I’m kind of in this “I’ll believe it once I’m actually on the trail” phase, because I was going to head out to do this in 2020 before everything changed and most of us had to cancel hiking plans to respect the stay at home orders. My job situation also felt like chaos this entire past year. I’ve worked as a flight attendant for seven years, and the airline industry was ravaged from the effects of the pandemic. It was stressful, as I was in the constant “I’m going to have a job, now I wont” juggle. Up until a month ago, I thought I was going to get furloughed this April. That might look like time off, but in reality, I was prepared to not be able to finish this hike in 2021 because I would have had to put my efforts into finding a new job for an unknown period of time.

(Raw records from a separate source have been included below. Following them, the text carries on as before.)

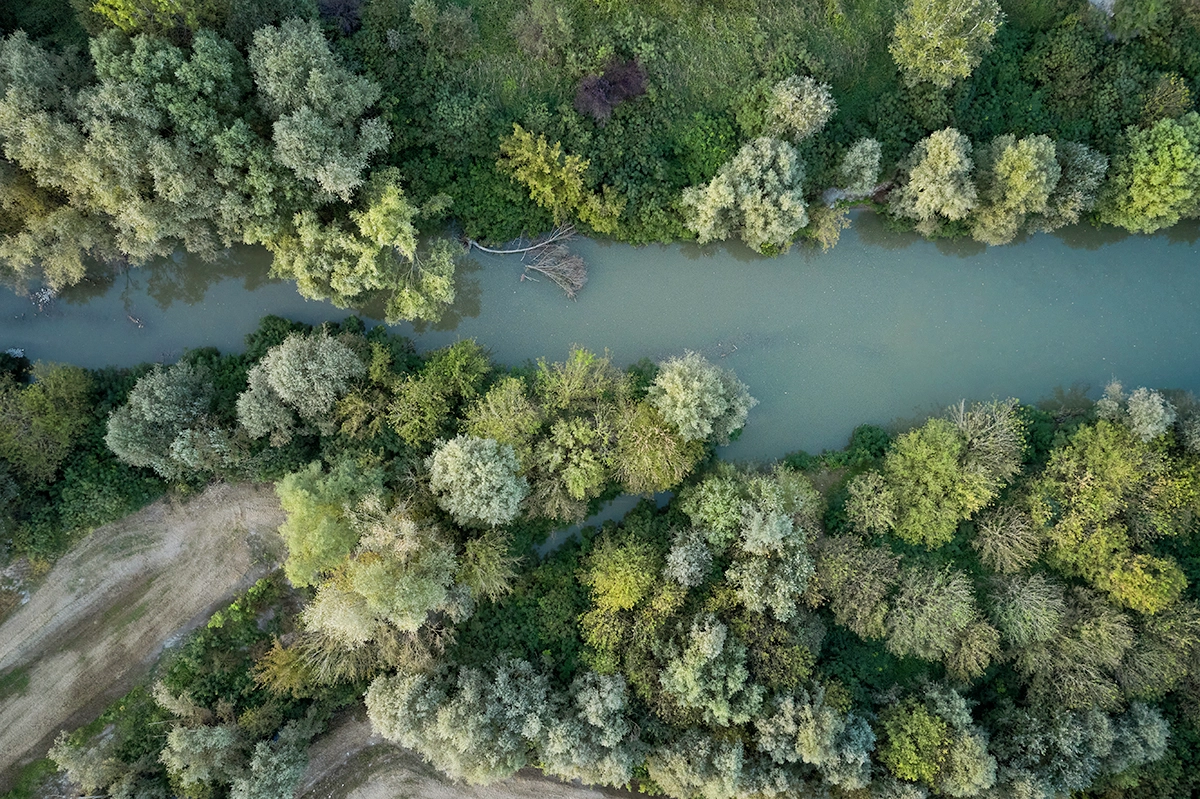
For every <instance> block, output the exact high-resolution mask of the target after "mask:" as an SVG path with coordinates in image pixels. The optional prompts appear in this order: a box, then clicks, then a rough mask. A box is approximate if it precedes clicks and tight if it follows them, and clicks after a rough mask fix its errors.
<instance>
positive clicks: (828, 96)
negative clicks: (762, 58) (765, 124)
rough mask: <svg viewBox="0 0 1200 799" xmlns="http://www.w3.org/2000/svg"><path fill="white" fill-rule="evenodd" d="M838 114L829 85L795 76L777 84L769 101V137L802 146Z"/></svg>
mask: <svg viewBox="0 0 1200 799" xmlns="http://www.w3.org/2000/svg"><path fill="white" fill-rule="evenodd" d="M836 110H838V103H836V102H835V101H834V98H833V92H832V91H830V90H829V84H827V83H817V82H816V80H814V79H812V78H810V77H806V76H805V77H803V78H802V77H800V76H796V74H793V76H791V77H787V78H784V79H782V80H780V82H779V83H776V84H775V85H774V86H773V88H772V90H770V94H769V95H768V97H767V113H766V118H767V130H766V133H767V136H774V137H780V138H786V139H790V140H792V142H800V140H803V139H806V138H809V137H810V136H812V134H815V133H818V132H821V128H823V127H824V126H826V124H827V122H828V121H829V118H832V116H833V115H834V113H835V112H836Z"/></svg>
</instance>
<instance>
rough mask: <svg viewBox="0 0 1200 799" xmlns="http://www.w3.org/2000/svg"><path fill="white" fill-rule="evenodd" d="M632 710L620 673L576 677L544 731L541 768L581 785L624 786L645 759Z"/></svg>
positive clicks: (639, 735)
mask: <svg viewBox="0 0 1200 799" xmlns="http://www.w3.org/2000/svg"><path fill="white" fill-rule="evenodd" d="M630 710H631V708H630V697H629V689H628V687H626V685H625V678H624V677H622V675H620V674H612V675H608V674H596V673H595V672H592V671H589V672H584V673H583V674H581V675H580V677H576V678H575V680H574V681H572V683H571V687H570V705H569V709H568V710H566V713H564V714H563V715H562V717H559V719H558V720H556V721H553V722H551V725H550V727H548V729H547V731H546V738H545V744H542V746H541V751H540V756H541V767H542V770H544V771H546V773H547V774H551V775H554V776H558V777H560V779H564V780H580V781H582V782H583V783H584V785H628V783H629V781H630V779H631V777H632V776H634V769H635V768H637V767H638V765H641V764H642V761H643V759H644V757H646V745H644V744H643V743H642V741H641V738H640V735H638V727H637V725H636V723H635V722H634V720H632V717H631V713H630Z"/></svg>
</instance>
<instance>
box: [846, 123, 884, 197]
mask: <svg viewBox="0 0 1200 799" xmlns="http://www.w3.org/2000/svg"><path fill="white" fill-rule="evenodd" d="M882 157H883V145H881V144H880V142H878V139H869V138H862V139H858V140H857V142H854V144H853V145H851V148H850V150H848V151H847V152H846V155H845V157H844V158H842V160H841V166H840V167H839V168H838V174H839V176H841V180H842V182H844V184H845V190H844V191H846V192H850V193H851V194H853V196H856V197H863V196H865V194H870V193H871V192H872V191H875V185H876V184H877V182H878V179H880V161H881V160H882Z"/></svg>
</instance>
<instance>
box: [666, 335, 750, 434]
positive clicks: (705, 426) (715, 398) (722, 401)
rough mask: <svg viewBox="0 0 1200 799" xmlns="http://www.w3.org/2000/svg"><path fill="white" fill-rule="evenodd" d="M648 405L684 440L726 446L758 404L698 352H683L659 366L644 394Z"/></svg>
mask: <svg viewBox="0 0 1200 799" xmlns="http://www.w3.org/2000/svg"><path fill="white" fill-rule="evenodd" d="M647 398H648V399H649V402H650V404H653V405H654V407H655V408H658V410H659V413H661V414H662V416H664V419H666V420H667V421H668V422H671V423H672V425H673V426H674V427H676V428H678V431H679V434H680V435H683V438H684V440H689V441H691V440H713V441H715V443H718V444H728V441H730V435H731V434H733V433H734V432H737V431H738V429H742V426H743V425H745V420H746V416H748V415H749V413H750V409H751V408H754V407H755V405H756V404H758V401H757V399H755V398H754V397H751V396H750V390H749V389H748V388H746V385H745V384H744V383H742V382H740V380H738V379H737V376H734V374H733V372H731V371H730V370H724V368H721V367H719V366H714V365H713V364H710V362H709V361H708V359H706V358H704V356H703V355H700V354H698V353H691V352H689V353H684V355H683V356H682V358H673V359H670V360H666V361H662V362H661V364H659V373H658V376H656V377H655V378H654V383H652V384H650V388H649V390H648V391H647Z"/></svg>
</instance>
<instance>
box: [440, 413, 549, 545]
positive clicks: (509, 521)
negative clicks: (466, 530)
mask: <svg viewBox="0 0 1200 799" xmlns="http://www.w3.org/2000/svg"><path fill="white" fill-rule="evenodd" d="M427 467H428V470H430V488H431V489H432V491H433V492H434V493H436V494H438V504H440V505H442V509H443V510H445V511H446V512H448V513H450V515H451V516H452V517H454V518H455V521H456V522H458V523H460V524H470V523H476V524H491V525H492V527H496V525H498V524H506V523H508V522H511V521H512V519H514V518H515V517H516V515H517V512H518V510H520V507H521V501H522V500H523V499H524V498H526V494H528V493H529V482H528V481H527V480H526V479H524V477H522V476H520V475H518V474H517V473H518V471H520V468H521V464H520V463H518V462H517V458H516V453H515V452H514V450H512V445H511V444H500V443H498V441H497V440H496V439H492V438H470V437H467V435H460V437H457V438H455V439H451V440H449V441H445V443H444V444H442V445H440V446H439V447H438V449H437V450H434V451H433V455H431V456H430V459H428V463H427Z"/></svg>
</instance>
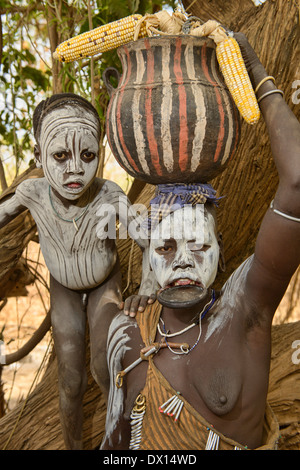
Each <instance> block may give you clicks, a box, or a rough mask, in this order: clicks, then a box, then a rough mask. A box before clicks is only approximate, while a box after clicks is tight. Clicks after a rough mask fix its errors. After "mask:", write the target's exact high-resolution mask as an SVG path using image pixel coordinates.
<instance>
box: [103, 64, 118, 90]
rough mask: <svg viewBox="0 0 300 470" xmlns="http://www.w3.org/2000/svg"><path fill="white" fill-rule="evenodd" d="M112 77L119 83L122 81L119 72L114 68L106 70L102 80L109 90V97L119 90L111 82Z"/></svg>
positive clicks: (103, 75) (105, 69) (111, 68)
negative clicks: (121, 80) (111, 78)
mask: <svg viewBox="0 0 300 470" xmlns="http://www.w3.org/2000/svg"><path fill="white" fill-rule="evenodd" d="M111 77H114V78H116V79H117V81H118V83H119V80H120V73H119V71H118V70H117V69H115V68H114V67H107V69H105V70H104V72H103V74H102V79H103V82H104V85H105V86H106V88H107V91H108V94H109V96H111V95H112V94H113V92H114V91H115V90H116V89H117V88H115V87H114V86H113V85H112V84H111V81H110V78H111Z"/></svg>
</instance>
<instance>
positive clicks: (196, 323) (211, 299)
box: [157, 289, 216, 355]
mask: <svg viewBox="0 0 300 470" xmlns="http://www.w3.org/2000/svg"><path fill="white" fill-rule="evenodd" d="M215 300H216V297H215V291H214V289H212V298H211V300H210V301H209V302H208V303H207V304H206V305H205V306H204V308H203V309H202V312H200V313H199V320H198V321H197V322H195V323H192V324H191V325H189V326H187V327H186V328H184V329H182V330H180V331H177V332H176V333H168V332H167V330H166V327H165V323H164V321H163V319H162V318H160V319H159V320H160V322H161V323H162V326H163V331H161V328H160V326H159V323H158V324H157V330H158V332H159V334H160V335H161V336H162V337H164V338H165V342H166V344H167V346H168V349H169V350H170V351H171V352H172V353H173V354H179V355H181V354H188V353H189V352H191V351H192V350H193V349H194V348H195V347H196V346H197V344H198V343H199V341H200V338H201V333H202V326H201V320H202V319H203V318H204V317H205V315H206V314H207V313H208V312H209V310H210V309H211V308H212V306H213V305H214V303H215ZM197 323H199V334H198V337H197V339H196V341H195V343H194V345H193V346H192V347H191V348H187V347H186V346H183V345H182V346H180V351H179V352H177V351H174V350H173V349H172V348H171V347H170V345H169V343H168V341H167V338H171V337H174V336H178V335H180V334H182V333H185V332H186V331H188V330H190V329H191V328H193V327H194V326H196V325H197Z"/></svg>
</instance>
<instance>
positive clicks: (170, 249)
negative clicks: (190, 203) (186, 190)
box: [150, 205, 220, 288]
mask: <svg viewBox="0 0 300 470" xmlns="http://www.w3.org/2000/svg"><path fill="white" fill-rule="evenodd" d="M198 206H199V205H198ZM219 251H220V249H219V244H218V240H217V235H216V227H215V219H214V217H213V215H212V214H211V213H209V212H208V211H206V210H205V211H204V209H203V205H202V217H201V216H200V217H199V214H198V216H197V213H196V209H195V208H193V207H191V206H187V207H185V208H184V209H179V210H177V211H175V212H174V213H172V214H171V215H169V216H167V217H166V218H165V219H163V220H162V222H161V223H160V224H159V226H158V227H157V228H156V230H155V231H154V232H153V233H152V235H151V242H150V265H151V268H152V269H153V271H154V274H155V276H156V279H157V281H158V283H159V285H160V286H161V288H166V287H170V286H174V285H182V286H184V285H187V284H194V283H196V284H198V285H201V286H202V287H206V288H207V287H209V286H210V285H211V284H212V283H213V282H214V280H215V277H216V275H217V270H218V261H219Z"/></svg>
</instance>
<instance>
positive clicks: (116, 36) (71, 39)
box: [53, 15, 147, 62]
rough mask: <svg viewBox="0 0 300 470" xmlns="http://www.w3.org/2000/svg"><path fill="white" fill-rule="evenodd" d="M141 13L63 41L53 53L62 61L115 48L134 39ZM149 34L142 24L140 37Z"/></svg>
mask: <svg viewBox="0 0 300 470" xmlns="http://www.w3.org/2000/svg"><path fill="white" fill-rule="evenodd" d="M141 18H142V16H141V15H130V16H127V17H126V18H122V19H121V20H117V21H113V22H112V23H108V24H106V25H103V26H99V27H98V28H95V29H93V30H92V31H88V32H86V33H82V34H79V35H78V36H75V37H74V38H71V39H68V40H67V41H64V42H62V43H61V44H60V45H59V46H58V47H57V49H56V51H55V52H54V54H53V57H54V58H55V59H58V60H59V61H60V62H73V61H74V60H78V59H82V58H84V57H91V56H93V55H95V54H98V53H100V52H105V51H108V50H111V49H115V48H117V47H119V46H121V45H123V44H127V43H128V42H130V41H132V40H133V36H134V30H135V26H136V24H137V22H138V21H139V20H140V19H141ZM145 36H147V33H146V28H145V26H142V27H141V29H140V32H139V37H145Z"/></svg>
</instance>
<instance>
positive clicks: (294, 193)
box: [235, 33, 300, 315]
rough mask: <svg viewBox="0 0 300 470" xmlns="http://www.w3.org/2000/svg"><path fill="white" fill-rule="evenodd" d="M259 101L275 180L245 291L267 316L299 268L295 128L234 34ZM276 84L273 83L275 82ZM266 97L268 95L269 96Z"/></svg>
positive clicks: (278, 302)
mask: <svg viewBox="0 0 300 470" xmlns="http://www.w3.org/2000/svg"><path fill="white" fill-rule="evenodd" d="M235 38H236V39H237V41H238V43H239V45H240V48H241V51H242V54H243V57H244V59H245V63H246V66H247V70H248V73H249V76H250V79H251V81H252V85H253V88H254V90H256V96H257V98H258V100H259V106H260V109H261V113H262V115H263V118H264V120H265V123H266V127H267V130H268V134H269V138H270V144H271V150H272V155H273V158H274V162H275V165H276V168H277V171H278V175H279V185H278V188H277V191H276V194H275V195H274V201H273V203H272V205H271V207H270V208H269V210H268V211H267V213H266V215H265V217H264V219H263V222H262V225H261V227H260V231H259V234H258V238H257V242H256V247H255V254H254V261H253V264H252V267H251V269H250V271H249V275H248V282H247V287H248V290H249V294H250V295H251V298H252V299H253V301H254V302H255V303H256V305H257V306H259V307H260V309H261V311H263V312H265V313H267V314H268V315H270V314H271V315H273V314H274V312H275V310H276V307H277V306H278V304H279V302H280V300H281V298H282V296H283V294H284V292H285V290H286V288H287V286H288V283H289V281H290V279H291V277H292V275H293V273H294V272H295V270H296V269H297V267H298V265H299V263H300V123H299V122H298V120H297V118H296V117H295V115H294V114H293V113H292V111H291V110H290V108H289V107H288V105H287V104H286V103H285V100H284V98H283V97H282V95H281V94H280V93H278V92H277V91H276V92H275V90H277V87H276V85H275V83H274V81H273V80H272V79H268V80H266V81H264V82H262V80H264V79H265V78H266V77H268V76H269V74H268V73H267V72H266V70H265V69H264V67H263V65H262V64H261V63H260V61H259V59H258V57H257V56H256V53H255V52H254V51H253V49H252V47H251V46H250V45H249V43H248V41H247V39H246V37H245V36H244V35H243V34H241V33H237V34H235ZM275 82H276V79H275ZM270 92H271V93H270Z"/></svg>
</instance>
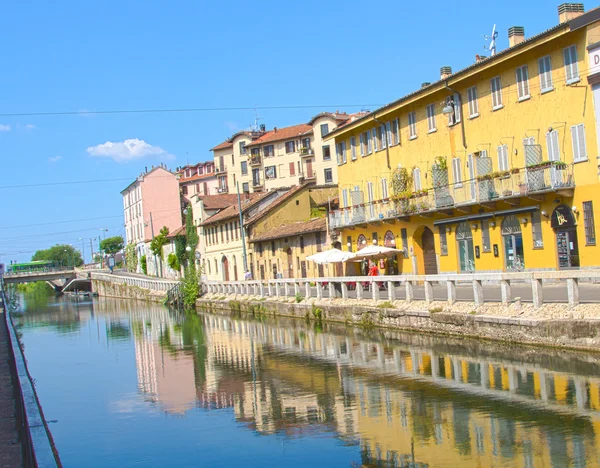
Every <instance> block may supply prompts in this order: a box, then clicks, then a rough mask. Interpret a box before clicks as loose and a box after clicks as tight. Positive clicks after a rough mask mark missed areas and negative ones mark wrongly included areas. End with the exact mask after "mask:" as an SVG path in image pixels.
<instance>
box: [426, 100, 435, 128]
mask: <svg viewBox="0 0 600 468" xmlns="http://www.w3.org/2000/svg"><path fill="white" fill-rule="evenodd" d="M427 127H428V128H429V133H431V132H435V131H436V128H435V104H429V105H428V106H427Z"/></svg>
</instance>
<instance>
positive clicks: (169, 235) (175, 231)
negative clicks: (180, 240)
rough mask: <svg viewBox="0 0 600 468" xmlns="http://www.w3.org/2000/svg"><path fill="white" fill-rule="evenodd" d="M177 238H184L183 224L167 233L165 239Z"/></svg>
mask: <svg viewBox="0 0 600 468" xmlns="http://www.w3.org/2000/svg"><path fill="white" fill-rule="evenodd" d="M177 236H185V224H184V225H183V226H181V227H180V228H179V229H175V230H174V231H173V232H171V233H169V235H168V236H167V239H173V238H174V237H177Z"/></svg>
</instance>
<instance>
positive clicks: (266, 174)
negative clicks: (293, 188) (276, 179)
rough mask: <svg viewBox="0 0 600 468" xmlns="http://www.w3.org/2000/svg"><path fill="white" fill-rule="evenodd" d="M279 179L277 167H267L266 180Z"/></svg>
mask: <svg viewBox="0 0 600 468" xmlns="http://www.w3.org/2000/svg"><path fill="white" fill-rule="evenodd" d="M276 178H277V167H276V166H267V167H265V179H276Z"/></svg>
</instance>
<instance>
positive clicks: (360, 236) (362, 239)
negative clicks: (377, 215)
mask: <svg viewBox="0 0 600 468" xmlns="http://www.w3.org/2000/svg"><path fill="white" fill-rule="evenodd" d="M366 246H367V238H366V237H365V236H364V234H361V235H360V236H358V239H357V240H356V250H360V249H364V248H365V247H366Z"/></svg>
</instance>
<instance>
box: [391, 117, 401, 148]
mask: <svg viewBox="0 0 600 468" xmlns="http://www.w3.org/2000/svg"><path fill="white" fill-rule="evenodd" d="M398 128H400V119H396V120H392V145H397V144H398V143H400V139H399V138H398Z"/></svg>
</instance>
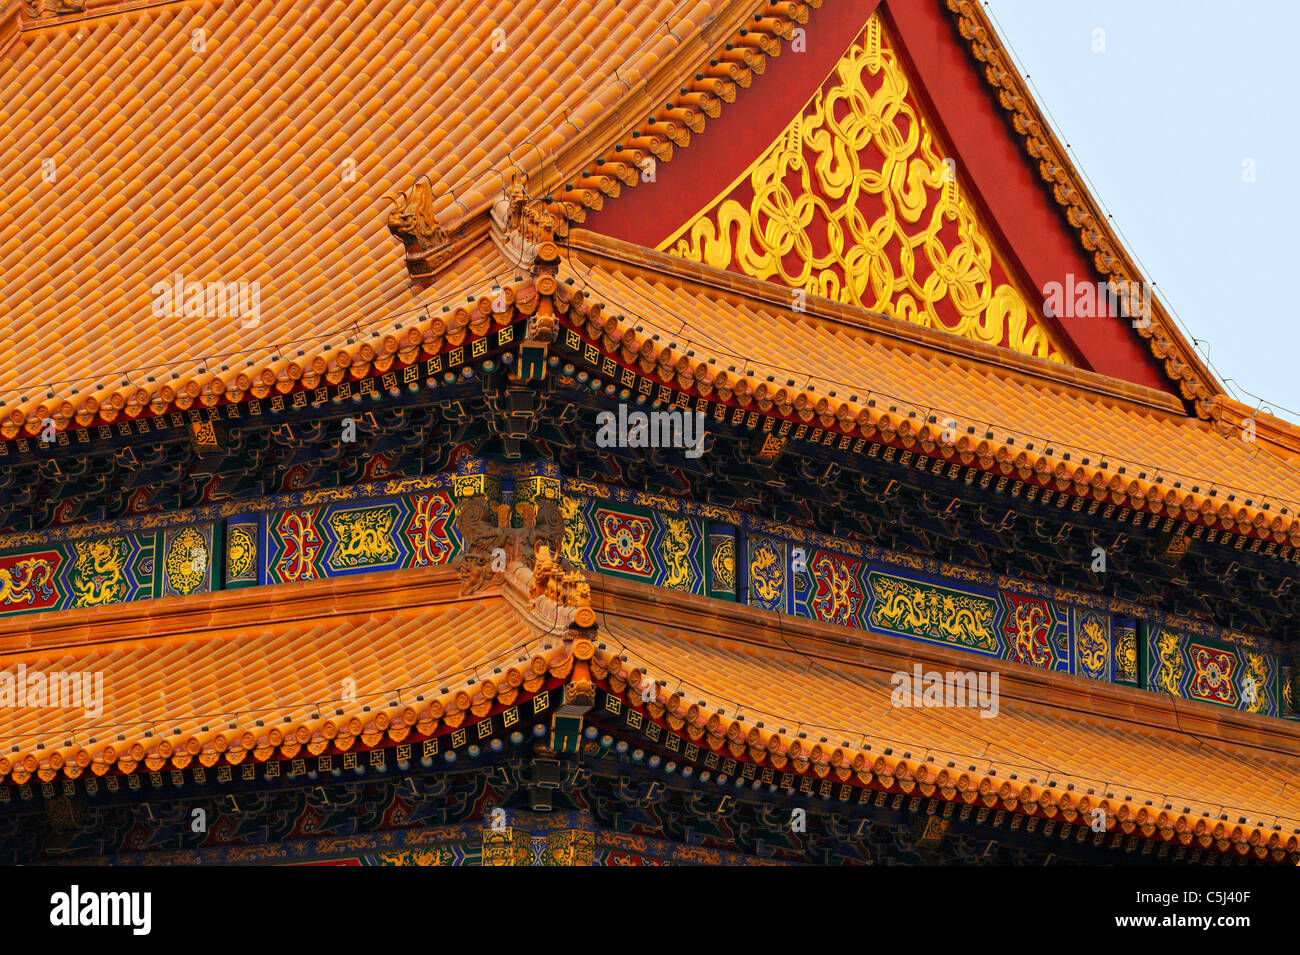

Luckily some things turned around last minute, and I’m still employed by my airline. Even though things are starting to bounce back, the airline is still way overstaffed right now and wound up offering voluntary leaves. This is lucky for me because I still had the savings to do this hike, and can keep my health insurance while I do it. A month ago I knew I had a leave of absence for April, and just a week ago I found out I was able to get the offered leave May – July. Coming back to flying the past few months has been a really good thing but also a little stressful, and I’m beyond thankful I get a break to hike without living in the fear that I’ll lose my job completely, as I did for so much of 2020. I can’t really predict my job scheduling situation past a month at a time right now, so this leave is a godsend that I at least have a set in stone idea of what my life looks like through July – a feeling of certainty I haven’t had in a while. Another advantage of coming right off of working flights is that I’m already vaccinated, which helps me feel a little better about going into town on trail.
My boyfriend, his mom and I are heading to North Carolina to spend a day or two doing trail magic this week. We’ve never done this before and are very excited! I’ll hopefully report back on how this goes.